The bad news? It was a mini-microcosm of the season, one where UA fell back early then had to rally to get back in it, only to fall in the end.

The good news? Tate threw for 302 yards and all those touchdowns, showing he’s much more than just about his running.

The bad news? He had to do it because Purdue limited him to a season-low 58 yards on 20 carries. No team had done such a job on the elusive Tate.

And, Arizona’s much-talked about running game was limited to just 128 yards. Arizona never made it to the red zone, as all its scores came from beyond the 20 yard line.

Strange, but true.

But it was that kind of game, where it was fooled – or misled – at the end of the first half when Purdue used a fake take-a-knee play that helped Purdue add three points to its halftime score. UA says the officials told them it was a kneel play and not to rush the play.

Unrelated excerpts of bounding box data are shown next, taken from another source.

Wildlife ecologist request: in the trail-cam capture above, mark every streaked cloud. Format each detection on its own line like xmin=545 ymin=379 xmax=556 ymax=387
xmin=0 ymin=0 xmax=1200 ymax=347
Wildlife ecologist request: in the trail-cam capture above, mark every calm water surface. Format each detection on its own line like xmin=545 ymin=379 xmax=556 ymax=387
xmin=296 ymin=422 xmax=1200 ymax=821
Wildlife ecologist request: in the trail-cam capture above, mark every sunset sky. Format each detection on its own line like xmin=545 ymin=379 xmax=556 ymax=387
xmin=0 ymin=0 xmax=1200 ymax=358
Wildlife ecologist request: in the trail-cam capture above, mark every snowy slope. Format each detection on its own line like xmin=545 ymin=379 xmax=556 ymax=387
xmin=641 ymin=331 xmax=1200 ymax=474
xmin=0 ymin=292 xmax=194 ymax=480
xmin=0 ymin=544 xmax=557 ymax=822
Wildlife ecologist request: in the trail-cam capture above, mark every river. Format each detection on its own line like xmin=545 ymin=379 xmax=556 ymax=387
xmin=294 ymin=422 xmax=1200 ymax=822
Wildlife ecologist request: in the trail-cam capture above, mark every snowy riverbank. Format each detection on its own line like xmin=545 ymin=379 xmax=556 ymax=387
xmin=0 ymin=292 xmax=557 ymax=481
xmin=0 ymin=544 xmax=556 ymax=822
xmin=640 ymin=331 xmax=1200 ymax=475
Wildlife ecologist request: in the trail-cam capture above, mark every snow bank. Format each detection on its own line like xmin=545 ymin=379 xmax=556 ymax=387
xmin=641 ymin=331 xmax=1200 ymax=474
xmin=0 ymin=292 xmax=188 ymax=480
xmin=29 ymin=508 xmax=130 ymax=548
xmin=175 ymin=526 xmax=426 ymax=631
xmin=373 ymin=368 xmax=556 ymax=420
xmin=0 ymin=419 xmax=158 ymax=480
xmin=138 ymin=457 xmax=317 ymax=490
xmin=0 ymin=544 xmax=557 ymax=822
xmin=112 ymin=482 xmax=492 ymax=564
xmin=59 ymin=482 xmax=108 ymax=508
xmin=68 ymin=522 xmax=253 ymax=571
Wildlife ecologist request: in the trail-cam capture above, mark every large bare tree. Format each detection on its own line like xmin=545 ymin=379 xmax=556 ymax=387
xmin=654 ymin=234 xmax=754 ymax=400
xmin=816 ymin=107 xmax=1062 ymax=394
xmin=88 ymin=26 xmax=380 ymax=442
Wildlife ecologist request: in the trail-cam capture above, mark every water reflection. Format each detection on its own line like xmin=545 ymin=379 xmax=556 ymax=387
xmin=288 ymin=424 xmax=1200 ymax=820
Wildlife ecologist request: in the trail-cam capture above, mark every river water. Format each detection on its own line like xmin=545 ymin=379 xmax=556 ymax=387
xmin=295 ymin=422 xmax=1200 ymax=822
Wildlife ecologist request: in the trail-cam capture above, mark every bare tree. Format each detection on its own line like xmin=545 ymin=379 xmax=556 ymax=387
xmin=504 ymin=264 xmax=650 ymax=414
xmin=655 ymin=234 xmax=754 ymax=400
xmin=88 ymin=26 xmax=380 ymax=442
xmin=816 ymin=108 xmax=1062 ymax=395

“What happens a lot of the time on a kneel-down is when a team gets into a kneel formation, an official will tell the defense not to rush,” Rodriguez said told reporters after the game. “They’re taking a knee so don’t rush. Don’t hit them. They told our defensive guys that they’re taking an knee so don’t rush. Just stand there. Our guys complied with that and Purdue ran the trick play. My argument would be if our players are complying with an official’s error, which in my opinion it was, then it’s a no play. Maybe I don’t know the rules but if you comply with what an official does and it’s an officiating error because he told them not to move, correct it. That’s my opinion.”

And so the season ends. It was an interesting season where Tate rejuvenated the Arizona fan base in October with four consecutive wins, only to lose four of the next five to end 7-6 overall.